What is Safe Standing?

The term safe standing describes a modern design option which allows spectators to safely stand whilst watching a sporting event – usually a football match. This type of spectating is described as “safe” because each fan has their own specific ticketed spot and individual rows are separated by barriers to prevent falling. All seater stadiums have been compulsory for the top two tiers of English and Welsh football since the Hillsborough Disaster of 1989. This is not popular with all fans – a growing number of supporters would like to have the option of being able to stand at a football game.

Safe standing areas have been used for some time in Germany, most notably at the Borussia Dortmund Signal Iduna Park or Westfalenstadion as it is also known, where avid football fans travel from far and wide to experience the ‘yellow wall’ section, where safe standing is implemented.

borussia dortmund

Celtic have also successfully introduced a 2900 capacity "safe standing section" in Scotland and a large number of football fans in England and Wales are actively campaigning for safe standing in top tier football stadiums to be introduced. The topic remains complex and highly emotive due to a number of past stadium disasters.

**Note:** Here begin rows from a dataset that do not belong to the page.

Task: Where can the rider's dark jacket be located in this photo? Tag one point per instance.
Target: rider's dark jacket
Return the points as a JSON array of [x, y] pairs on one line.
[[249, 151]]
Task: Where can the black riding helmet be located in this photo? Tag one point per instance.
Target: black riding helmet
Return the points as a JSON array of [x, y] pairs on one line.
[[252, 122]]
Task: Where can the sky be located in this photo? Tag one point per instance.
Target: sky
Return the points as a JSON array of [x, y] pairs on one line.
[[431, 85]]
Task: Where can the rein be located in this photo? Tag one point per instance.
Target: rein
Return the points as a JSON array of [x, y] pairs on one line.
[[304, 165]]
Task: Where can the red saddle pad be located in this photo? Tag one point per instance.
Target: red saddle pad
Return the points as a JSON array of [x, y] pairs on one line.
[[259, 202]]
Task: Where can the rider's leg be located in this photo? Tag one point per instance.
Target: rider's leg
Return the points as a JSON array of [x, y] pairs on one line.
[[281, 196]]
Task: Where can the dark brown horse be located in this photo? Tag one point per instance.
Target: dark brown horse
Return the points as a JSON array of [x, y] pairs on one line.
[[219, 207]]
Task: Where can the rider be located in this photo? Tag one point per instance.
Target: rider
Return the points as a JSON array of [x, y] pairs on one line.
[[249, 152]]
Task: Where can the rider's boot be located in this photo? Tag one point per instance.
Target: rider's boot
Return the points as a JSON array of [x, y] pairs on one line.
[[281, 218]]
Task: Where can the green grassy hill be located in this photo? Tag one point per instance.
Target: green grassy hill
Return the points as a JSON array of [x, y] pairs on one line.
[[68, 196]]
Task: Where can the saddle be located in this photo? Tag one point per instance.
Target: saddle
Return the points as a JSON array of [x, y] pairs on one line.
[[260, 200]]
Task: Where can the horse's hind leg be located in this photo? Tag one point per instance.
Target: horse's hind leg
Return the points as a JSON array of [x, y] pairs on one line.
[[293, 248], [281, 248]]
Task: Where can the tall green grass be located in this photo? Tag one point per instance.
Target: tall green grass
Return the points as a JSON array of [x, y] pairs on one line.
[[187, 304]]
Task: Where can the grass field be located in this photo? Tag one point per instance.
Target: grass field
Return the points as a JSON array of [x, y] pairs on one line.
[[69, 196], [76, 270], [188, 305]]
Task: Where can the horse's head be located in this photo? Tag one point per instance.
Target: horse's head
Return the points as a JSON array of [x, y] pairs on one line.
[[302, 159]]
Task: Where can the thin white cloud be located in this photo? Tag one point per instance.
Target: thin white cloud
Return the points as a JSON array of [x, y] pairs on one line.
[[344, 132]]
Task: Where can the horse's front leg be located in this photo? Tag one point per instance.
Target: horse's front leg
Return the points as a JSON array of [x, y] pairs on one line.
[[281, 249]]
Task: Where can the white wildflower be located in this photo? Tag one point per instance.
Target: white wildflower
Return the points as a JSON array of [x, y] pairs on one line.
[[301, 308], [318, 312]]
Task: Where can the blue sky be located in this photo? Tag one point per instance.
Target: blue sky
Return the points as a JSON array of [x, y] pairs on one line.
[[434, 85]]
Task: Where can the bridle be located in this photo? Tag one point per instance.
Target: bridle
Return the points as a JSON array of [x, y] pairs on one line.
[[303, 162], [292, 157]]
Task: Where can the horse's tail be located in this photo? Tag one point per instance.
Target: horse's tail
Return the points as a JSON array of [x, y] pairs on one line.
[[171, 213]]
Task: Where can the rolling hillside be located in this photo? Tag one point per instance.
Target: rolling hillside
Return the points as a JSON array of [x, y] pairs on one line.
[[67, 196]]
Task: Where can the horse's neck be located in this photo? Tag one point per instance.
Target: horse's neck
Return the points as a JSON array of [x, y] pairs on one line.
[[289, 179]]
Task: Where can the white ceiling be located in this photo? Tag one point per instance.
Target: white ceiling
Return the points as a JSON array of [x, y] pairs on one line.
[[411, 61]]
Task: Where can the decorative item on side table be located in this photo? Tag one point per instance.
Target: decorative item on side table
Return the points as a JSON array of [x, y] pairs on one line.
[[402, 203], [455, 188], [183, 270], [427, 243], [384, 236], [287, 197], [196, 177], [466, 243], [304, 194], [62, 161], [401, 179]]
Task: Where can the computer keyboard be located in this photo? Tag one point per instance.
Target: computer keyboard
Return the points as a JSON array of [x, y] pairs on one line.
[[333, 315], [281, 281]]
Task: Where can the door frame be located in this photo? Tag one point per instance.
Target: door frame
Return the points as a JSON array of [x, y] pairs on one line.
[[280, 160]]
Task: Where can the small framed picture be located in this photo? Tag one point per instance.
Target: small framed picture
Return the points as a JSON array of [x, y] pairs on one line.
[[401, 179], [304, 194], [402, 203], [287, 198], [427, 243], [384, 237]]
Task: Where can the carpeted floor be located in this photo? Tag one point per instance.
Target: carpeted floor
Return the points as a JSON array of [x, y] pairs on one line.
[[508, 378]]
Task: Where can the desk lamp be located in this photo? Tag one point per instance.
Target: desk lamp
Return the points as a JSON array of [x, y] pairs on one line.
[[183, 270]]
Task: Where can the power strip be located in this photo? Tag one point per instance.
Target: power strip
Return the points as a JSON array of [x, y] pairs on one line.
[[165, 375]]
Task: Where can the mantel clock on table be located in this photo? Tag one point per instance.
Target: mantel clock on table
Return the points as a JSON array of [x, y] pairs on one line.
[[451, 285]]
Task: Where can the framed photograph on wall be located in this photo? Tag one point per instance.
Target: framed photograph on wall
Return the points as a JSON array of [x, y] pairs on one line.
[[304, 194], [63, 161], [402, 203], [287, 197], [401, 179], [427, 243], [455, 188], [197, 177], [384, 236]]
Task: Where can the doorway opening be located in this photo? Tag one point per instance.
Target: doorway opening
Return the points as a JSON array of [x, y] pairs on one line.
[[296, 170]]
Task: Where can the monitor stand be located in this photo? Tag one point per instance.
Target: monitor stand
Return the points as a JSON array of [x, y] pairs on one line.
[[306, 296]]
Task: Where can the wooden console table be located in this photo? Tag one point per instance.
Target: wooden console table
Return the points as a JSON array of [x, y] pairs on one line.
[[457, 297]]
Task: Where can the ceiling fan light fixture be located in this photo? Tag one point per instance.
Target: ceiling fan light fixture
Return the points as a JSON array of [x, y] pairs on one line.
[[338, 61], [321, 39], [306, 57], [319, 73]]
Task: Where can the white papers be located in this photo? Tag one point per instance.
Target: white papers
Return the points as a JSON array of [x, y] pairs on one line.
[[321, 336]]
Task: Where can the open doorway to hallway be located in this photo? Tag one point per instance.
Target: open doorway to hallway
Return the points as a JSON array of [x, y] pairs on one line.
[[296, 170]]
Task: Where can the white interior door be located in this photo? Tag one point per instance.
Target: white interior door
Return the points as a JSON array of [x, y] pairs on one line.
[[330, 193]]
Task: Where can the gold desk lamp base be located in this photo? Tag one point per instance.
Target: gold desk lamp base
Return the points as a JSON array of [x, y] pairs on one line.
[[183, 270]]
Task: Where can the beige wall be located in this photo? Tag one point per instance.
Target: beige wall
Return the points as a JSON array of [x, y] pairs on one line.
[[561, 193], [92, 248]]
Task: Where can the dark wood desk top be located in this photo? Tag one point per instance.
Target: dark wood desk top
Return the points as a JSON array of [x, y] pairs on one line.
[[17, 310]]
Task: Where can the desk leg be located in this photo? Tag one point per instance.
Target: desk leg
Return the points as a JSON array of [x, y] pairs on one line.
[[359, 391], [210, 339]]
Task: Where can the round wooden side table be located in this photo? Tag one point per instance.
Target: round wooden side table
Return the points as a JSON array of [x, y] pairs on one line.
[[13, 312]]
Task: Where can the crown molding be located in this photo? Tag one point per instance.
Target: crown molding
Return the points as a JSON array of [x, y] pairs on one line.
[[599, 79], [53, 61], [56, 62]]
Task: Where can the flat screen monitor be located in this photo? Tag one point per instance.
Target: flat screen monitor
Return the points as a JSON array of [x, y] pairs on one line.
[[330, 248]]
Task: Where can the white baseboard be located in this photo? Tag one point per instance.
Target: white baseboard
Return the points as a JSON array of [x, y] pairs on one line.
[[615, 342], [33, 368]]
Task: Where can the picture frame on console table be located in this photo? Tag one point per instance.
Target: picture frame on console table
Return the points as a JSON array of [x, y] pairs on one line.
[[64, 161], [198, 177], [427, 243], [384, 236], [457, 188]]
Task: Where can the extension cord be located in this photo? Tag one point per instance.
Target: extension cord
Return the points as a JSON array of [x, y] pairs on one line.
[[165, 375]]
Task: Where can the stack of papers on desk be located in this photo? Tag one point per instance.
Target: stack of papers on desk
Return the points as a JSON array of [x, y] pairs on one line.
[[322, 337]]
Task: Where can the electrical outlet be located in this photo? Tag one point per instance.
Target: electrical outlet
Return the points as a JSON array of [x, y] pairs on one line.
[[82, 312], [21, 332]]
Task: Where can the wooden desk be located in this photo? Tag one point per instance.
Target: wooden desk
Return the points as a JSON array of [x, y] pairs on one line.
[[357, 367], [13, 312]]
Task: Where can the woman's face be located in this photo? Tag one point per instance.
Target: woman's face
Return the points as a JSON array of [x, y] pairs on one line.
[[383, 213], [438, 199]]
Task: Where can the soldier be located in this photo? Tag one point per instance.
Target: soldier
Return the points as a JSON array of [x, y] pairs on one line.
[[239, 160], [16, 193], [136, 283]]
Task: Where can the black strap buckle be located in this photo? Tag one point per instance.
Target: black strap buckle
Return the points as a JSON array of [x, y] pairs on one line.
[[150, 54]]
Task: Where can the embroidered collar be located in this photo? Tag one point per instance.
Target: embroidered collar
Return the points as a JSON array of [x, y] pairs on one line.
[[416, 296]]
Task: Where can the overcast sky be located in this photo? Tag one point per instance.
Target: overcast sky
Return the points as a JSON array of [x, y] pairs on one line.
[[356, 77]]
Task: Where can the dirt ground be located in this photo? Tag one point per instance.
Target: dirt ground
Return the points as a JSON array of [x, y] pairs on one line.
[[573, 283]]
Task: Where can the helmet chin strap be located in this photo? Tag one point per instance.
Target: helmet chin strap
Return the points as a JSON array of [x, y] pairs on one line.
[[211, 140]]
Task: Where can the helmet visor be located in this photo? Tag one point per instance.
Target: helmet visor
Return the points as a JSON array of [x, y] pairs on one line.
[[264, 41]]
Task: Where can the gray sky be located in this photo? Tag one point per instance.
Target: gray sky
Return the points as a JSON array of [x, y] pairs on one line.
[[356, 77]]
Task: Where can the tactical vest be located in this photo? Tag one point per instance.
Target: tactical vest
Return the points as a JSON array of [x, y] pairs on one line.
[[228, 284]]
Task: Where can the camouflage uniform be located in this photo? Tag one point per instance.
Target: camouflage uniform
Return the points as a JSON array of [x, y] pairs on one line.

The Beginnings of Professional Football

According to FIFA, football has its origins in England, with the establishment of the modern-day game dating back as far as 1863 when it was distinguished from other ball games such as rugby. This year marked the formation of the Football Association (FA), the first governing body which established clear rules for the game.

As football steadily grew in popularity, so did its fan base. Non-playing club members became supporters and the game itself became an increasingly more structured sport with the introduction of the FA Challenge Cup – adequate venues were needed to host the games. Football also became a very inclusive game, providing a fun recreational activity for all members of society, especially the working class. During the period of the first and second world wars, football became a popular form of escapism and entertainment, with an increasingly large number of supporters going to watch games.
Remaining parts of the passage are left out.